Pastor Hurley Coleman Jr., who leads World Outreach Campus Church in Saginaw, speaks with Spectrum News about Biden’s recent visit to the area.

He praised Biden’s role in seeing the country through the pandemic, said he appreciates Biden’s respect for institutions, and credits Biden with reducing unemployment and funding infrastructure – all without the daily drama that he says surrounds Trump.

“I’m excited about boring success,” Coleman explained.

From Saginaw to Dearborn, Spectrum News found younger voters who were not very excited about a Biden-Trump rematch.

“It’s not one or the other, it’s neither, is kind of how I feel,” Tyra Brooks, 25, said, standing outside her home in Saginaw.

Down in Dearborn, Alexei Hrnjack, 22, put it this way: “Pretty much just the round two that nobody asked for.
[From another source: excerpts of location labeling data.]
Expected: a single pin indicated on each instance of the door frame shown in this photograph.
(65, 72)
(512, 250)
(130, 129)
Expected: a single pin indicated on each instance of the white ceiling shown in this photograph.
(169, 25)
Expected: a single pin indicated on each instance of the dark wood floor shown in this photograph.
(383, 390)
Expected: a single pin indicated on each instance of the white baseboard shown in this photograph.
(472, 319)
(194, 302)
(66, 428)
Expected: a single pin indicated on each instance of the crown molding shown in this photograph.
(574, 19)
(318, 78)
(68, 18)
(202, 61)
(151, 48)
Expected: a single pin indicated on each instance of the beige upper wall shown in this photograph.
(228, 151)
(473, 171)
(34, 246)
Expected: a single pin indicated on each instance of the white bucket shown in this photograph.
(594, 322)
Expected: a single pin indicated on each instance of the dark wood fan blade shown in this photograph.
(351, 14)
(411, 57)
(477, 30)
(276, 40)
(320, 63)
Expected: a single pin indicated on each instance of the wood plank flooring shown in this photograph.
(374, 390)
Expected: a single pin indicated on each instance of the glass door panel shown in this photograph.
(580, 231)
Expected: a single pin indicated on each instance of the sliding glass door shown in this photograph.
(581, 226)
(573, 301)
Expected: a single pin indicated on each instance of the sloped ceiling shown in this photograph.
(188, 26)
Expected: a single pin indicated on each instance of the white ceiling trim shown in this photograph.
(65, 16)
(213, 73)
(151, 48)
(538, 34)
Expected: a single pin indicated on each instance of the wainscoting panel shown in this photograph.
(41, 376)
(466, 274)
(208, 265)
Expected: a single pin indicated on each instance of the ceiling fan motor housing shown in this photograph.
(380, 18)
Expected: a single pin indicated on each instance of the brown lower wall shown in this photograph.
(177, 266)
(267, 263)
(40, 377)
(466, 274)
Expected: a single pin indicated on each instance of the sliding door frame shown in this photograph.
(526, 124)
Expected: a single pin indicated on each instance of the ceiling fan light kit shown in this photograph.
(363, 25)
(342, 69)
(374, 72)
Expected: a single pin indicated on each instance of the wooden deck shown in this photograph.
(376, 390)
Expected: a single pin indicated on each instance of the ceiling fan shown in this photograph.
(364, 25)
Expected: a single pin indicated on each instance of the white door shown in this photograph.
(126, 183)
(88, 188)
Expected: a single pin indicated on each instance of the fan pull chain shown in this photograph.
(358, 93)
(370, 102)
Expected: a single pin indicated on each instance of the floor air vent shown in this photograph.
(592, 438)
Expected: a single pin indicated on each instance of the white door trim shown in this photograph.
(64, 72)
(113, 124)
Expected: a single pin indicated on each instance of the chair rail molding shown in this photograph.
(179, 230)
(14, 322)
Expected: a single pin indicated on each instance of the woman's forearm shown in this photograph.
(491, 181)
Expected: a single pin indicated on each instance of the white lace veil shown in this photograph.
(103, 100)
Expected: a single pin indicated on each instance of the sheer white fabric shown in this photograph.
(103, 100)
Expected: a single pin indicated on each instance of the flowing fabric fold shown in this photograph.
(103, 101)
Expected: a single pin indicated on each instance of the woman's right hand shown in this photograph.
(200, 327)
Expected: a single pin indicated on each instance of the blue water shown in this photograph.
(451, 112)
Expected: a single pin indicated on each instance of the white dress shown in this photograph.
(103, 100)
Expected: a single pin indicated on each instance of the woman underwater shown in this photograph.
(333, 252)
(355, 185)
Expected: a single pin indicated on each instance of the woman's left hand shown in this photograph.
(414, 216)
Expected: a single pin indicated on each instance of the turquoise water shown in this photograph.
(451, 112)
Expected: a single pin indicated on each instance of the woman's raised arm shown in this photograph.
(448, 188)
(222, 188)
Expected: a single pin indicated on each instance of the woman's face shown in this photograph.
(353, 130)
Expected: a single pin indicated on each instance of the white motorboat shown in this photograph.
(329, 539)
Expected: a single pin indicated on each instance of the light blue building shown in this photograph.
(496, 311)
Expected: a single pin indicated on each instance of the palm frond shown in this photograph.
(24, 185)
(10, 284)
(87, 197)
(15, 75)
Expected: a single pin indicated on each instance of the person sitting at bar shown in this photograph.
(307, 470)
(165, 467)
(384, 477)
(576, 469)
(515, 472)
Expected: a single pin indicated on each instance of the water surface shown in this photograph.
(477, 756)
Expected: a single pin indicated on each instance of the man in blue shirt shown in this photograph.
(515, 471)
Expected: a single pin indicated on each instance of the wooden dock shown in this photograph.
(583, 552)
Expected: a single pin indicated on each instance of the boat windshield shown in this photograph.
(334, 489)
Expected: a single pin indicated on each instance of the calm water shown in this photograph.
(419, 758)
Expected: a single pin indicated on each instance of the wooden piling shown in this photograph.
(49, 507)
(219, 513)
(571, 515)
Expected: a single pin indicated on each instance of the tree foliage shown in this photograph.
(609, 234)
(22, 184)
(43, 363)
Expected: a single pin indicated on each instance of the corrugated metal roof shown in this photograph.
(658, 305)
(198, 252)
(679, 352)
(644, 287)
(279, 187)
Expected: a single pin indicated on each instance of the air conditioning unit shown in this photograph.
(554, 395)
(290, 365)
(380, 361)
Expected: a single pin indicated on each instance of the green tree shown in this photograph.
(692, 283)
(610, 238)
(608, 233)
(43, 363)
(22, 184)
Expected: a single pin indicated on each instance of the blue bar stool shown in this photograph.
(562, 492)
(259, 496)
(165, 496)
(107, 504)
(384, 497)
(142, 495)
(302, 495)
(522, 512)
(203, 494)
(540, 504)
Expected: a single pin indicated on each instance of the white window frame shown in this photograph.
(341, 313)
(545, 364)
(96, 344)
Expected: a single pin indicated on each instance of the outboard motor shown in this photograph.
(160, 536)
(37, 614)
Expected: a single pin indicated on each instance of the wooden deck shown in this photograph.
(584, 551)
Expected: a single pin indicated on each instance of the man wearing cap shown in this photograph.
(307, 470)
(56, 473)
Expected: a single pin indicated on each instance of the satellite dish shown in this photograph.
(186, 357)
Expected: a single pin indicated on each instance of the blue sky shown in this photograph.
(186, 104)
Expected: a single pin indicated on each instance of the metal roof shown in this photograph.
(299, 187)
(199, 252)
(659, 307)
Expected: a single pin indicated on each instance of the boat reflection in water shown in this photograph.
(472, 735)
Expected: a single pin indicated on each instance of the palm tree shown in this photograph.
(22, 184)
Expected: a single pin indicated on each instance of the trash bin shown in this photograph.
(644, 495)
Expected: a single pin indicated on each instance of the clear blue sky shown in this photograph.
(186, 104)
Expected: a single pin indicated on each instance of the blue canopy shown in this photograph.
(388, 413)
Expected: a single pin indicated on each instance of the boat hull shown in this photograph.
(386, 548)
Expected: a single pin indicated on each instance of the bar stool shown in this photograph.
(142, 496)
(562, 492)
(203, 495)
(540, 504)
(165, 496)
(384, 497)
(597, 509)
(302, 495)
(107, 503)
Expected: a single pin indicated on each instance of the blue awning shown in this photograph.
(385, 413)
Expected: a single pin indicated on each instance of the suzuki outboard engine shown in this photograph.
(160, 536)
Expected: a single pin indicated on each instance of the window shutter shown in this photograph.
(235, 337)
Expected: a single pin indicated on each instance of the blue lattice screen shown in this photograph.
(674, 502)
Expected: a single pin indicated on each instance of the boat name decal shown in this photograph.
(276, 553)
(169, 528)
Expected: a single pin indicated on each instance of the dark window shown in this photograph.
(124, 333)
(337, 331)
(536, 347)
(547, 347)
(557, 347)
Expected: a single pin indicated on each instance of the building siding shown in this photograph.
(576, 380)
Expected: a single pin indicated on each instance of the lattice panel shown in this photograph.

But I’m a little more pro-Biden than most people my age, I would say."


How 'uncommitted' could cost Biden needed votes


As protests over the Israel-Hamas war in Gaza continue to unfold on college campuses, the growing unrest has served as affirmation for Lexis Zeidan, a 31-year-old Palestinian-American who lives in Detroit.

In February, she helped lead an effort that convinced more than 100,000 Democrats to vote “uncommitted” in Michigan’s primary in protest of Biden’s handling of the war.

“Until we start having direct conversations and until there’s an actual ceasefire implemented, anything that they say to me is just breadcrumbs and it’s not something we’re accepting,” Zeidan told Spectrum News of the Biden administration.

Lexis Zeidan, a 31-year-old Palestinian-American who lives in Detroit, speaks with Spectrum News about the “uncommitted” campaign against President Joe Biden over his handling of the Israel-Hamas war in Gaza.

She’s a graduate student at the University of Michigan, one of the many colleges and universities that have seen pro-Palestinian tent encampments pop up.

On Thursday, Biden spoke from the White House about the demonstrations that have turned violent and been broken up by police.

“There’s the right to protest, but not the right to cause chaos,” he said.

Asked about them afterward, Zeidan told Spectrum News she did not appreciate Biden’s remarks.

Originally from Dearborn, the Arab-American center of Michigan, Zeidan predicts Biden will struggle to get votes in the area if the war is still raging in November.

“I would never vote for Trump. But also, you can’t weaponize the fear of Trump against a murderer either,” she said on Monday, before Biden spoke out.

But in Dearborn on Monday, April Major offered a different take.

“I’m voting for Biden, cause it won’t be Trump," she said. "We won’t have another White House teardown.”